En esta noticia

Alrededor de 70 millones de cuentas se concentraron en las Administradoras de Fondos para el Retiro (Afore), frente a los 400 mil cuentas de Planes Personales de Retiro (PPR), en un mercado donde estos últimos operaron con menor regulación y supervisión en su promoción, afirmó Moisés Pérez Peñaloza, fundador de Yo Jubilado y especialista en pensiones a El Cronista.

“La diferencia no es solo de tamaño, es estructural”, sostuvo.

Explicó que las Afore forman parte de un esquema obligatorio para trabajadores afiliados al Instituto Mexicano del Seguro Social (IMSS) o al Instituto de Seguridad y Servicios Sociales de los Trabajadores del Estado (ISSSTE), mientras que los PPR son contratos voluntarios de inversión.

Esquema obligatorio frente a ahorro voluntario

En el caso de las Afore, detalló, las aportaciones provinieron principalmente del patrón, por lo que el trabajador no asumió directamente el costo del ahorro obligatorio.

Además, recordó que las aportaciones voluntarias dentro de la Afore pudieron ser deducibles de impuestos, en condiciones similares a un PPR.

“En la Afore hay una aportación patronal y reglas claras; en el PPR todo depende del contrato que firme la persona”, explicó.

Señaló que los PPR fueron utilizados principalmente por trabajadores independientes o por quienes buscaron complementar su ahorro para el retiro.

De acuerdo con un dato mencionado por Héctor Santana, funcionario de la Secretaría de Hacienda y Crédito Público (SHCP), en el país existieron alrededor de 400 mil cuentas de PPR, cifra muy inferior al universo del Sistema de Ahorro para el Retiro.

Costos y riesgo de cancelación

Pérez Peñaloza advirtió que muchos PPR tradicionales fueron comercializados por aseguradoras mediante pólizas de seguro de vida, lo que implicó que no la totalidad de la aportación mensual se destinara al ahorro.

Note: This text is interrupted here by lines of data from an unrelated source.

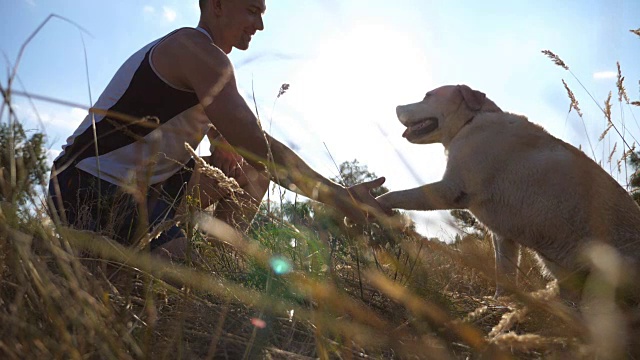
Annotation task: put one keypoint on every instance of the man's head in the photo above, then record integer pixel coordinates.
(232, 23)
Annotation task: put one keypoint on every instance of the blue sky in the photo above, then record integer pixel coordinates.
(350, 63)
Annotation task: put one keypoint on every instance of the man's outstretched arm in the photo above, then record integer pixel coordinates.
(199, 65)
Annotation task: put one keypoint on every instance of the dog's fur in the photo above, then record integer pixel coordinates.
(527, 186)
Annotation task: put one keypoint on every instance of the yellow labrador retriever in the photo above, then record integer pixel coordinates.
(527, 186)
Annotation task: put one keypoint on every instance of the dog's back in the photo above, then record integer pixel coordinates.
(542, 191)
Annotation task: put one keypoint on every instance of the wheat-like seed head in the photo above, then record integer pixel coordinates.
(508, 320)
(607, 115)
(527, 342)
(574, 102)
(283, 89)
(622, 92)
(615, 147)
(224, 182)
(626, 155)
(556, 59)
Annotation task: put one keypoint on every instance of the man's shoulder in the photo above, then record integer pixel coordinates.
(188, 57)
(193, 42)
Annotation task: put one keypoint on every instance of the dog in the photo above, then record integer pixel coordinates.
(528, 187)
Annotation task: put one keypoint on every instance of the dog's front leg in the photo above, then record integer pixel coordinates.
(507, 255)
(436, 196)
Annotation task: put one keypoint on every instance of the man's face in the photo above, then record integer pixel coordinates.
(241, 19)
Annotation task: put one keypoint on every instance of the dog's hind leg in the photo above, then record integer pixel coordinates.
(507, 256)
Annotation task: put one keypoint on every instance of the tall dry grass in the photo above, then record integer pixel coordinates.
(72, 294)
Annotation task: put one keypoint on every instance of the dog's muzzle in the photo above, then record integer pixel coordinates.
(420, 128)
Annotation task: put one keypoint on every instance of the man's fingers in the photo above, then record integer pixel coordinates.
(375, 183)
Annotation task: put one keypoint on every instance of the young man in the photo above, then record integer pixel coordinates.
(130, 150)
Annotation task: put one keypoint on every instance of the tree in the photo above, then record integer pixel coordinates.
(23, 163)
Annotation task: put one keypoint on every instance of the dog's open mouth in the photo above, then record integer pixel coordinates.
(421, 127)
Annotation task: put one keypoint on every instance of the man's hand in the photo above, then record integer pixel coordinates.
(358, 204)
(228, 161)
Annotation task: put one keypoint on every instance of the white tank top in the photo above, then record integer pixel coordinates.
(149, 144)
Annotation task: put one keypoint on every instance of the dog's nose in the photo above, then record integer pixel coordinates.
(401, 113)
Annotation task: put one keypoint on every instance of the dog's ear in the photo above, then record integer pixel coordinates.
(473, 98)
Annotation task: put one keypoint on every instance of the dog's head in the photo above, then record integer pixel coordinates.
(442, 113)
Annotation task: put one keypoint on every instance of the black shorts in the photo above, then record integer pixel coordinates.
(90, 203)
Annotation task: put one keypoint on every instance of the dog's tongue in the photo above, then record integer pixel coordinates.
(415, 127)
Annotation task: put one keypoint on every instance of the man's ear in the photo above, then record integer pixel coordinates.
(474, 99)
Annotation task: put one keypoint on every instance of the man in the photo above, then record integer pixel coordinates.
(125, 169)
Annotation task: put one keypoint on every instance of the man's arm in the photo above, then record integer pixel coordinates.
(199, 65)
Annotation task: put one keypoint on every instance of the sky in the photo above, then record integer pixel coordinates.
(349, 63)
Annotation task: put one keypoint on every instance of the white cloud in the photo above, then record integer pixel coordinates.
(605, 75)
(169, 14)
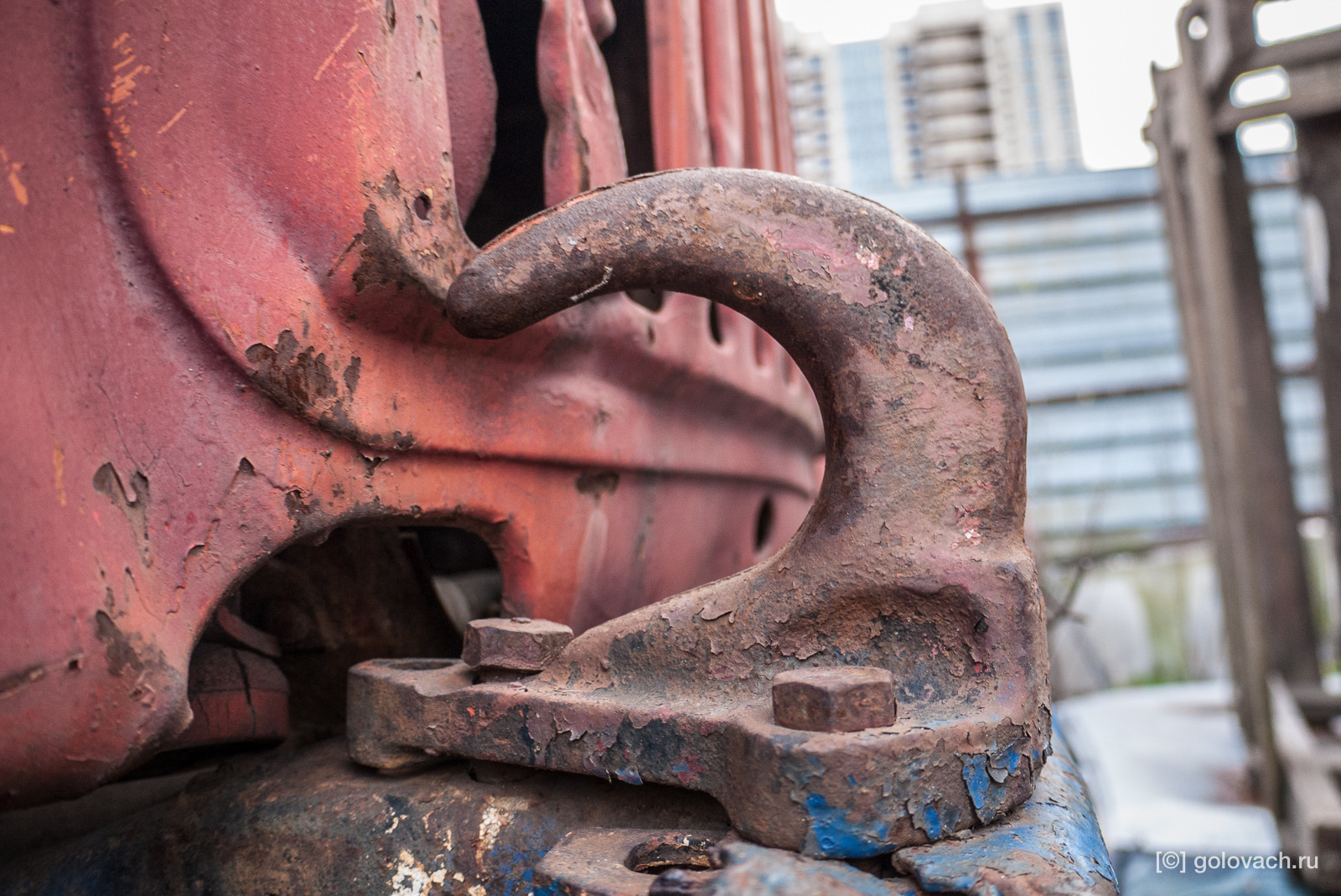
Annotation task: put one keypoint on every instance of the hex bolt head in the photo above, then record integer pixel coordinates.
(838, 697)
(514, 645)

“Parte del dinero se va al componente de seguro y otra parte al ahorro; no todo se invierte”, señaló.

Añadió que estos contratos establecieron, en varios casos, plazos forzosos de entre 10 y 25 años.

“Si el cliente cancela antes, por ejemplo antes de 18 meses, puede perder lo aportado porque la aseguradora recupera comisiones y costos administrativos”, explicó.

A diferencia de ello, indicó que las Afore operaron con comisiones reguladas y sin penalizaciones por dejar de realizar aportaciones voluntarias.

Supervisión y promoción

El especialista subrayó que los agentes previsionales de las Afore debieron aprobar exámenes y contar con autorización formal para promover estos instrumentos.

En contraste, afirmó que en el caso de los PPR cualquier persona pudo promoverlos, incluso a través de redes sociales, sin un marco claro que supervisara los mensajes comerciales.

“Hay un mercado que quiere mejorar su jubilación, pero también hay promesas de altos rendimientos que no siempre explican riesgos, costos y condiciones contractuales”, advirtió.

Recordó que existen 38 instituciones autorizadas por el SAT para ofrecer PPR en el país, aunque señaló que muchos ahorradores no compararon opciones antes de contratar.

Rendimientos y educación financiera

En materia de rendimientos, recordó que el Sistema de Ahorro para el Retiro registró el año pasado un desempeño promedio cercano a 16.8%, mientras que históricamente rondó el 10% anual.

“Ningún producto por sí solo garantiza una buena pensión; lo determinante es cuánto ahorra la persona y durante cuánto tiempo”, concluyó.